Chapter 5

87 34 296
                                    

☞ Jangan lupa follow dan beri bintang serta comment

______________________________

"Hei! Aku kembali- segeralah selamatkan nyawamu yang begitu banyak karena sebentar lagi aku akan mencabut seluruh nyawamu!" Tutur Kaisa seraya menyeringai.

Ibu panti hanya menyeringai, "Cabutlah jika kamu bisa. Sekarang keluarlah kamu dari tubuh gadis ini!". Kaisa memunggungi ibu panti dan menatap bulan sabit. Ibu panti diam-diam berdiri dan sekali memanggil Kaisa, namun Kaisa terdiam. Hal tersebut membuat ibu panti yakin jika iblis itu masih menguasai tubuh Kaisa. Tangannya bergerak halus mengambil pisau lipat yang berada di sakunya.

"Hey! Aku tidak takut padamu. Cepatlah keluar dari tubuh gadis ini!" Tegas ibu panti seraya menegakkan pisau lipatnya.

"Jika aku tidak mau, bagaimana? Tubuh ini milikku sekarang!" Tuturnya tanpa menatap ibu panti yang sedang bergerak halus mendekati Kaisa.

"Aku hanya bisa berharap padamu agar kamu tidak lagi mengulangi kesalahan yang sama, meskipun aku suka dengan kesalahan mu." Tambah-nya.

Ibu panti menusuk pisau tersebut ke punggung Kaisa. Tangannya bergetar. Kaisa terjatuh seraya merintih kesakitan karena pisau tersebut masih tertancap di punggungnya.

"Ibu-kenapa ibu bunuh Kaisa?" Rintih Kaisa seraya menatap ibu panti yang berdiri tegak dengan wajahnya yang pucat pasi.

"Sa-saya bukan.. saya tidak melakukannya! Saya hanya ingin dia keluar dari tubuhmu!" Balas ibu panti dengan wajahnya yang masih pucat.

*****

Lydia masuk ke pekarangan rumah melalui pintu belakang. Badannya diliukkan sejenak sembari menikmati udara pagi. Kemudian dia berjalan masuk ke dalam pekarangan untuk melihat-lihat. Banyak tumbuhan bambu yang menjulang tinggi memenuhi pekarangan, tentu saja bambu hijau.

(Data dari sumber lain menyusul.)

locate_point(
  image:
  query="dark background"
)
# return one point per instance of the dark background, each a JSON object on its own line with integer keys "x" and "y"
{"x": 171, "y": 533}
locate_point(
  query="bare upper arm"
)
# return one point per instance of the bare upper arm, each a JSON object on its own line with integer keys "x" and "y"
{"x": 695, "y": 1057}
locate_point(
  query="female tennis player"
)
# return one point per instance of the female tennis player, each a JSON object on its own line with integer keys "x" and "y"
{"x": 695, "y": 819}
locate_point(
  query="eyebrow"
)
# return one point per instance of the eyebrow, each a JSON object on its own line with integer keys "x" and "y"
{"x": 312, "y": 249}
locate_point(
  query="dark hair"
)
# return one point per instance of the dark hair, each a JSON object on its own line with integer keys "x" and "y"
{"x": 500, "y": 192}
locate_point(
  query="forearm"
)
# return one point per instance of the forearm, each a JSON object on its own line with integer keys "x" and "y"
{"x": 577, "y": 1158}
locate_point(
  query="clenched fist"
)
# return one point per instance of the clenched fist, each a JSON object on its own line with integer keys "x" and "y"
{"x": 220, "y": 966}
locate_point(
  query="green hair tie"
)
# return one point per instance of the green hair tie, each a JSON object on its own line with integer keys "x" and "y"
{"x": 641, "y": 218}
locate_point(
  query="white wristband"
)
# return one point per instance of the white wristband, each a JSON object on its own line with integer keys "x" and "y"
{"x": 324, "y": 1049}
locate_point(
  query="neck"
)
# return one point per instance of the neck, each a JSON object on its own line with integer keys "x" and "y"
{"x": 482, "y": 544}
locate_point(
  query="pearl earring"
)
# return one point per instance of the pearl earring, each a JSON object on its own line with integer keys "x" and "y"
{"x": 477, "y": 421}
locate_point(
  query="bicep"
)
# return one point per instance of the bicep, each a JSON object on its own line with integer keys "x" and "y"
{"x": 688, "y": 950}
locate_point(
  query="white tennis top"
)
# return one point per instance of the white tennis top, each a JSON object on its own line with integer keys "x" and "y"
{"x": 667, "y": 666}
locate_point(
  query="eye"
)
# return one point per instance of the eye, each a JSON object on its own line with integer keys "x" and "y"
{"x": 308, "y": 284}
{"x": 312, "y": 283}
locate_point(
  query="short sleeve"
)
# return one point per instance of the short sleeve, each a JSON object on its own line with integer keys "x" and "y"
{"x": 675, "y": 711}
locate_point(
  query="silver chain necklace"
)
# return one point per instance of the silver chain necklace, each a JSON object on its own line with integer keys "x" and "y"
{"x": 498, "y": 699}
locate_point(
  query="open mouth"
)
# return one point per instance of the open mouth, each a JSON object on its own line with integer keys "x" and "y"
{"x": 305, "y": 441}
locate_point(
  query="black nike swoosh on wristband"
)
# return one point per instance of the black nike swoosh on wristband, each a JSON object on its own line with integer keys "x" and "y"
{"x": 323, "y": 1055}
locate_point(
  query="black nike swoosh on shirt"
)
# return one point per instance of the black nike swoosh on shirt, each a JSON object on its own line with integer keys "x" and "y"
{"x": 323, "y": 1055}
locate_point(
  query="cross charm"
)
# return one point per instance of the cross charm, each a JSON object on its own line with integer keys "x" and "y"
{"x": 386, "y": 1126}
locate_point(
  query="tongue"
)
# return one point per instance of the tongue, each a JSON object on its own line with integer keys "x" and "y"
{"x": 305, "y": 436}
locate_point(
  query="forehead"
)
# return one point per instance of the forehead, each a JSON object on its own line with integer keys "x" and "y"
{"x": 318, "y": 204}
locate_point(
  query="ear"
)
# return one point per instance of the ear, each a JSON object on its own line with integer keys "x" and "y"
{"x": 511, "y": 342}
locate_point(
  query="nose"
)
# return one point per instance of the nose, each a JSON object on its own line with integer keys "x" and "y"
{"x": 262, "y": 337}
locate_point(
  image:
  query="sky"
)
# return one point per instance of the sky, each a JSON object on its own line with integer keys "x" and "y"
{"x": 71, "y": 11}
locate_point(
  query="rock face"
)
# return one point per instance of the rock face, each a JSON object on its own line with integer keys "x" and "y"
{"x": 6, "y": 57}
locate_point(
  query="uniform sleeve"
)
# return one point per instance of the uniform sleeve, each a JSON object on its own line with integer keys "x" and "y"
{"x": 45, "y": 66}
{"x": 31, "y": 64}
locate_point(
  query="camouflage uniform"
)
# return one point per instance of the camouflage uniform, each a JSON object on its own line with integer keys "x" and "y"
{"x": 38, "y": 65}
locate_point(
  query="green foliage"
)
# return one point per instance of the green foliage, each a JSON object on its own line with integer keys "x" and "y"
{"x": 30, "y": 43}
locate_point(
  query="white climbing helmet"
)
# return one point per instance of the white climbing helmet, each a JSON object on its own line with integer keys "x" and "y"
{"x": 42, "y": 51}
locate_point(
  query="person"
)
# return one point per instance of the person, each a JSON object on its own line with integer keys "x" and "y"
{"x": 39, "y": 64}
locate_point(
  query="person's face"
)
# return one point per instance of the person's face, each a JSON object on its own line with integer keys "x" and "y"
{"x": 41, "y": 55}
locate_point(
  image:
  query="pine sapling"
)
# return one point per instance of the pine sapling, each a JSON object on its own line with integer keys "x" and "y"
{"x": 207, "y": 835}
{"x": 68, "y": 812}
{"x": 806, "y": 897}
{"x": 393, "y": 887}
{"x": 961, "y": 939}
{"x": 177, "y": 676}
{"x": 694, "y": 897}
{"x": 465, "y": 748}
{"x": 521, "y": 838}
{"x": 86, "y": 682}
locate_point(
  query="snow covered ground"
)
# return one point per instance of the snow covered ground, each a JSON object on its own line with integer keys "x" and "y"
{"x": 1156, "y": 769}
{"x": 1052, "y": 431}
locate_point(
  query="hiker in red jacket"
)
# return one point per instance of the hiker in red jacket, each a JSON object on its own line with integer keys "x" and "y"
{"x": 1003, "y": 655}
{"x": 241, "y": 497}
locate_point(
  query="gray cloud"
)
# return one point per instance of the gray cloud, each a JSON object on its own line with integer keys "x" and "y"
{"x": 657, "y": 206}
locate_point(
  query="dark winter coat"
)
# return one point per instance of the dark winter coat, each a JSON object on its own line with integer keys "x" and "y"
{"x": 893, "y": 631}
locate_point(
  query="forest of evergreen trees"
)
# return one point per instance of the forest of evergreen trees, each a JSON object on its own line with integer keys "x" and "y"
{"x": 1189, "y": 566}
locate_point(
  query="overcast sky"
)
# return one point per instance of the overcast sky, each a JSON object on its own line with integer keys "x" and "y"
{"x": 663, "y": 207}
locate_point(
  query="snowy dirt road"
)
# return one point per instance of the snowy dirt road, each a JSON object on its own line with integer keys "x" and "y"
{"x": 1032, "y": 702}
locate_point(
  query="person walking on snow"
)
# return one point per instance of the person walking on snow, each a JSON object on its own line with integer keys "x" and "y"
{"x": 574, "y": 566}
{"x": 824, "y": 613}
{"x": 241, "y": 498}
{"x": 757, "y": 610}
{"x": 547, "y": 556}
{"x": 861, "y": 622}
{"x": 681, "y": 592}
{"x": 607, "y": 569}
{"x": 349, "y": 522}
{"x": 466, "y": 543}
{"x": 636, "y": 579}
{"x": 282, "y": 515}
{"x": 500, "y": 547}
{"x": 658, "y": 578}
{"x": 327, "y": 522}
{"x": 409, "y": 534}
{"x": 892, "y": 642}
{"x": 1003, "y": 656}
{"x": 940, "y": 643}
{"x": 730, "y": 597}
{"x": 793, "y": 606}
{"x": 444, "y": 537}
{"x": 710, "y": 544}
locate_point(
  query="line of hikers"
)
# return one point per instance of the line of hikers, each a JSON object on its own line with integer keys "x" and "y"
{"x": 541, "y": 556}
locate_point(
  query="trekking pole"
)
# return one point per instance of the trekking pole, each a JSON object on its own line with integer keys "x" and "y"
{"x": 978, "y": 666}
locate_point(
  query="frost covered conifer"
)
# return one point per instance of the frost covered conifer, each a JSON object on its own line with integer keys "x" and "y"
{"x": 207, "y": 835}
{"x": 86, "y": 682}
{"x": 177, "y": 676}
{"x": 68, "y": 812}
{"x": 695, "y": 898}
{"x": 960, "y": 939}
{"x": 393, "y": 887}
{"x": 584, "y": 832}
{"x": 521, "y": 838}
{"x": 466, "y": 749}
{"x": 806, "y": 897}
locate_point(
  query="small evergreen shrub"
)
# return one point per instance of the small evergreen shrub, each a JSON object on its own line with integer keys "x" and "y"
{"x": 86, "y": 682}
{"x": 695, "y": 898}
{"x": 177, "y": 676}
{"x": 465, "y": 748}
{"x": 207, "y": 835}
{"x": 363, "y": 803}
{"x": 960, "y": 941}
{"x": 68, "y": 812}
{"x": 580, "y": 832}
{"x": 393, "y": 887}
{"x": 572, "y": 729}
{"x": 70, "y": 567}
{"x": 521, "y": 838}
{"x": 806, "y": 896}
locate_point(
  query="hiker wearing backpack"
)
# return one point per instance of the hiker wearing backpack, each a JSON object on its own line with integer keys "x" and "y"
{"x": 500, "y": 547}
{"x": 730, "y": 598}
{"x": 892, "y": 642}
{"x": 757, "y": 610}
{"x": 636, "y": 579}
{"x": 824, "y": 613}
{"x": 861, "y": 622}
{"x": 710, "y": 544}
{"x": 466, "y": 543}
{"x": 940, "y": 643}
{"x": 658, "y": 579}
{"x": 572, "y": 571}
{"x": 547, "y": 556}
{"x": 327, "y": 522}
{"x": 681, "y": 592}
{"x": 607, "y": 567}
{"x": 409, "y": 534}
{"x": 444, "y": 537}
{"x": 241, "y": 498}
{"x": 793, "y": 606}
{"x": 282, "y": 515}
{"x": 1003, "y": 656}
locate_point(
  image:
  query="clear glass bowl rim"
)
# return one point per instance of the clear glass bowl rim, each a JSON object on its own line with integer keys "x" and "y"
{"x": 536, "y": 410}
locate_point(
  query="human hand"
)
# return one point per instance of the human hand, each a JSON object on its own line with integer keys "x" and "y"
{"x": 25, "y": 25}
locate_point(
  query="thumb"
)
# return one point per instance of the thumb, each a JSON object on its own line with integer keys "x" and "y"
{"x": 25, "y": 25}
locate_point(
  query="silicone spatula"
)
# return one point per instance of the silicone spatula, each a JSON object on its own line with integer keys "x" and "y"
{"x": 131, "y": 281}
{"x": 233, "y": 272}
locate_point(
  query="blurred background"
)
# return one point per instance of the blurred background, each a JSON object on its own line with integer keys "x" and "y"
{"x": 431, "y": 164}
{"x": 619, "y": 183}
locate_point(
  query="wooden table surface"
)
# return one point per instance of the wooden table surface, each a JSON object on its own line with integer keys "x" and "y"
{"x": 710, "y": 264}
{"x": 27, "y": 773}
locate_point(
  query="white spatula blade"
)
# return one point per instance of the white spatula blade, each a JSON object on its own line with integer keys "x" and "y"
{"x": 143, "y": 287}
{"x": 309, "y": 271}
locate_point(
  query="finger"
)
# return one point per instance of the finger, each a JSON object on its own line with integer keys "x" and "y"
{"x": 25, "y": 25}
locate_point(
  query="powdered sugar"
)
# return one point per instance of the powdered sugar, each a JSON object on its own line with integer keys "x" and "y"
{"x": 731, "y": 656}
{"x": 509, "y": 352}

Ingat, hanya bambu tak ada tanaman selain itu. Udara pagi menentramkan hatinya sebelum bertemu dengan musuhnya. Kaisa. Jari-jemarinya mulai menyentuh satu persatu bambu tersebut.

"Sayang sekali jika tidak dimanfaatkan dengan baik," Tutur Lydia seraya menatap bambu yang ada di hadapannya.

"Lydia!!" Panggil Sherin sembari berlari ke arah Lydia.

"Kenapa?" Tanya Lydia.

"Tahu nggak sih?" Tutur Sherin dengan mata berbinar-binar. Lydia hanya mengernyitkan dahinya.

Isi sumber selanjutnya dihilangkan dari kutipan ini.